This post follow's last week's post on inflation levels prompted by the big March increases in CPI and PPI, and the CEA tweetstorm response. (Also a longer post on the chance of inflation.)
WIN button from the Ford Administration |
Is inflation coming? The CEA goes on to
Over the longer-term, a key determinant of lasting price pressures is inflation expectations.
And takes comfort that survey expectations don't see a large increase in inflation. But when did survey expectations ever predict inflation? In fact most research on surveys, especially in finance, is used to claim people are dumb and terrible at predicting the stock market and other variables.
The CEA goes on to
An increase in inflation expectations from an abnormally low level is a welcome development. But inflation expectations must be carefully monitored to distinguish between the hotter but sustainable scenario versus true overheating.
But if after "carefully monitoring," when it becomes impossible to make excuses, it looks like inflation is breaking out, what do you do then?
This analysis seems common, the consensus verbal model in the beltway, and I don't pick on the CEA. They just expressed it will. The idea is basically ISLM, with expectations. Inflation equals expected inflation plus (coefficient) times output gap, Phillips curve style. But the expectations are an independent force.

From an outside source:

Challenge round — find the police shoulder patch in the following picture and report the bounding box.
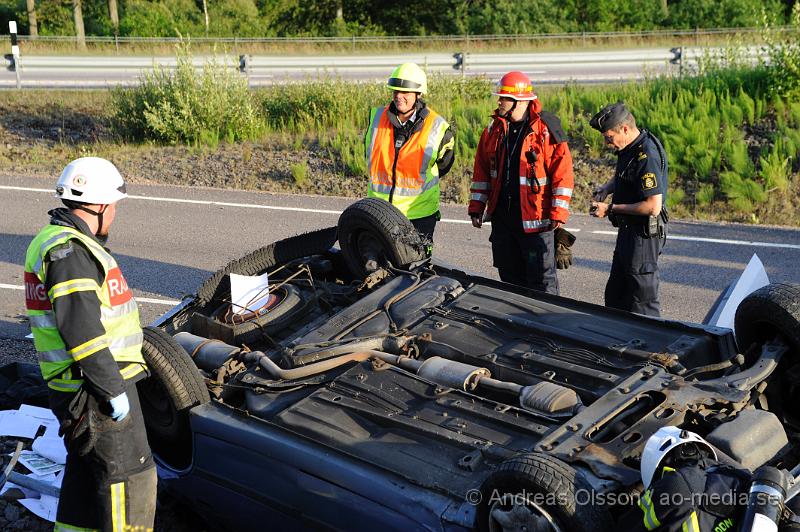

Where do these "expectations" come from? If they do get "unanchored" how do you put them back in the bottle? Better speeches? More tweets? WIN buttons? The Fed and observers repeats it has "the tools" to reanchor expectations. But what are those tools exactly?
Here is what we learned in the 1970s, which seems now forgotten as economic history: Expectations are formed by actions, by clear unambiguous commitments, by a policy regime. They are not formed by speeches and cute buttons. And we don't even have the speeches -- just what does the Fed even promise to do if inflation breaks out?
The only possible story I can think of is that inflation expectations are "anchored" because people expect that in the event inflation really breaks out, our government will swiftly take action -- there will be strong monetary and fiscal response. We will replay the early 1980s even if it does cost 1980s style recessions This time the response will likely be need to be heavily fiscal as well as monetary.
The government has that tool. But do people believe that it will use it? Will this government and Federal Reserve, if faced with 1970s style inflation, really raise interest rates to, say, 20%, and really undergo the kind of sweeping tax and spending reform needed to stabilize such an inflation? That will mean a recession with the opposite of bailout, money printing and stimulus that we did the last two times. Or will we see excuse after excuse, temporary factors, justified fear that recessions will hurt the disadvantaged more than others, and just have more speeches or WIN buttons about how expectations should go down. Or, simply say, as so many on the left advocated in the 1980s, that living with inflation is a better option?
So when do expectations become unanchored? Simple: When people decide that our government will not take the swift and painful fiscal and monetary actions needed to control inflation, if inflation should break out.